Speeding up some micropython with a touch of inline assembly on the Raspberry Pi Pico

I have been working on a graphics library for the ST7735 and the Raspberry Ri Rico. The first version was written in pure micropython and worked well enough but was quite slow – especially when writing out blocks of colour (fillRectangle).

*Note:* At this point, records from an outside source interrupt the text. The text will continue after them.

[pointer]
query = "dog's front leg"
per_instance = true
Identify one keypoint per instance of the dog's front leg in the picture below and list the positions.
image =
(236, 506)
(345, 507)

This was the original code for fillRectangle:

def fillRectangle(self,x1,y1,w,h,colour):
        self.openAperture(x1,y1,x1+w-1,y1+h-1)        
        pixelcount=h*w
        self.command(0x2c)
        self.a0.value(1)        
        msg=bytearray()
        while(pixelcount >0):
            pixelcount = pixelcount-1          
            msg.append(colour >> 8)
            msg.append(colour & 0xff)
        self.spi.write(msg)

Not only was this slow, it also required that a buffer be created that held the filled rectangle in RAM. This was slow and memory intensive.

The new version looks like this:

def fillRectangle(self,x1,y1,w,h,colour):
        self.openAperture(x1,y1,x1+w-1,y1+h-1)        
        pixelcount=h*w
        self.command(0x2c)
        self.a0.value(1)
        self.fill_block(colour,pixelcount) 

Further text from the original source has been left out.